Winning 7 percent of the country’s popular vote secured 21 parliamentary seats out of 300. According to Haaretz, “the party expressly articulates neo-Nazi sentiments, publicly sings Nazi songs, and openly bandies about Nazi symbols.” The Jewish Daily Forward has noted that “the party openly displays copies of ‘Mein Kampf’ alongside works on Greek racial superiority at party headquarters.” Golden Dawn leader Nikolaos Mihaloliakos bellowed after the election results, “All the illegal immigration out! Out of my country, out of my home!” How? “Use your imagination,” Mihaloliakos replied. (Watch this video to get a sense of the political character of Golden Dawn.)
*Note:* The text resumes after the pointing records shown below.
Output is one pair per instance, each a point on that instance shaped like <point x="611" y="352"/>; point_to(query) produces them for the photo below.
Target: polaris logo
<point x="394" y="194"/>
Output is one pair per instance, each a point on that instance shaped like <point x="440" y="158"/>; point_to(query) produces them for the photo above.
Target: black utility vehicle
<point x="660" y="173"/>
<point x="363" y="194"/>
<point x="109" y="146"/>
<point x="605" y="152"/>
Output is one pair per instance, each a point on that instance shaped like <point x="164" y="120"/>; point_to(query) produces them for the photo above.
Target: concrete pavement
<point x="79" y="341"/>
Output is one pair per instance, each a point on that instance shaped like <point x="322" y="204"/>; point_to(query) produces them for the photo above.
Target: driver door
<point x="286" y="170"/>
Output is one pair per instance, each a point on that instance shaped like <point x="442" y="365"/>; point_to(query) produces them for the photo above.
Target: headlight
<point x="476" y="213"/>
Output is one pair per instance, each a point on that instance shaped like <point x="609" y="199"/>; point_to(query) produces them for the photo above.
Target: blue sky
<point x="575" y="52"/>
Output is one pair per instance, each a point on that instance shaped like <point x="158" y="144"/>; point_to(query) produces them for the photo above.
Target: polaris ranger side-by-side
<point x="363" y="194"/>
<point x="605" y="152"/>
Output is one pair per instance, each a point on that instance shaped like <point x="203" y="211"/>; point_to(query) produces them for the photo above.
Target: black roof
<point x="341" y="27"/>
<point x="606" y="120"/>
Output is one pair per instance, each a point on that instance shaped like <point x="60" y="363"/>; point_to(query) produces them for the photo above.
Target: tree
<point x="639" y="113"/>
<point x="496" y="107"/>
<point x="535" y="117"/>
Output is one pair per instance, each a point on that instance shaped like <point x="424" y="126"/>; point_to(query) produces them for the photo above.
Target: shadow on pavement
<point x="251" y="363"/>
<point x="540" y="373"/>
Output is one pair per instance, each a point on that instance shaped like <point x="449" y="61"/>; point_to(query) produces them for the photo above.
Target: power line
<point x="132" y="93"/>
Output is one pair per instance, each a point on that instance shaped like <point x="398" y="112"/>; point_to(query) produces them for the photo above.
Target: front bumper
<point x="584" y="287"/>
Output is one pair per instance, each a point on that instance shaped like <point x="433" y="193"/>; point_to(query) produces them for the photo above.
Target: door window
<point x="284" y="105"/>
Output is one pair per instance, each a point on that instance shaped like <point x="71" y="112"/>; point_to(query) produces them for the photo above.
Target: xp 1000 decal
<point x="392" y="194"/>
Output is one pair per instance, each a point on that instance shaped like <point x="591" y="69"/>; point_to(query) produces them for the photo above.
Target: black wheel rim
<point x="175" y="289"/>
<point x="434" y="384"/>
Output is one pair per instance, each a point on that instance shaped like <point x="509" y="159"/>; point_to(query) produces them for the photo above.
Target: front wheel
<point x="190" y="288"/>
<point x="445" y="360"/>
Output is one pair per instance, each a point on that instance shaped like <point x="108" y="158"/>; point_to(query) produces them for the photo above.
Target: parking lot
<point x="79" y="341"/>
Of course, few Greeks are voting for Mein Kampf. Rather, they are voting for the promise of national renewal. Mihaloliakos calls for “a Greece liberated from global speculators … without the slavery of the bailout agreement and the surrender of our national sovereignty … [and] a Greece that will not be a social jungle because of the illegal immigrants.” Like Hamas and Hezbollah, Golden Dawn carries out a kind of dawa (proselytizing by welfare), delivering food to the poor and helping the elderly to the shops.
The swing to the Greek far left was much more pronounced. Panos Garganas, the editor of the Trotskyist Workers Solidarity, was euphoric. “The swing to the left was huge. The vote for left parties reached 2,115,000—over 33 per cent of the total.” (He is not including Pasok, note.) He dismissed the fascist breakthrough as “the only dark spot in the results.” Some spot.
In short, the Greek center could not hold. Pasok and New Democracy normally win 85 percent of the vote between them. This time—after backing the austerity programs imposed by the EU—they only secured 34 percent, combined.
None of this is really surprising. The Greek economy is imploding. The 7 percent fall in economic output last year will be matched by a 7 percent fall this year. Out of a population of about 11 million, 1.5 million are unemployed. Wages are down 22 percent and pensions have fallen 15 to 25 percent since 2010. The cuts in social services are deep. National economic sovereignty is in tatters, replaced by the rule of the EU “troika”—debt inspectors from the European Commission, European Central Bank, and International Monetary Fund—and a technocratic coalition government in Greece headed by former banker Lucas Papademos that has been subservient to the troika’s dictates.
Across Europe, the slow strangulation of the southern countries inside the eurozone must surely be brought to an end, the austerity programs of the northern countries must be replaced by coordinated growth and restructuring policy, and the banking system must be back into the social contract.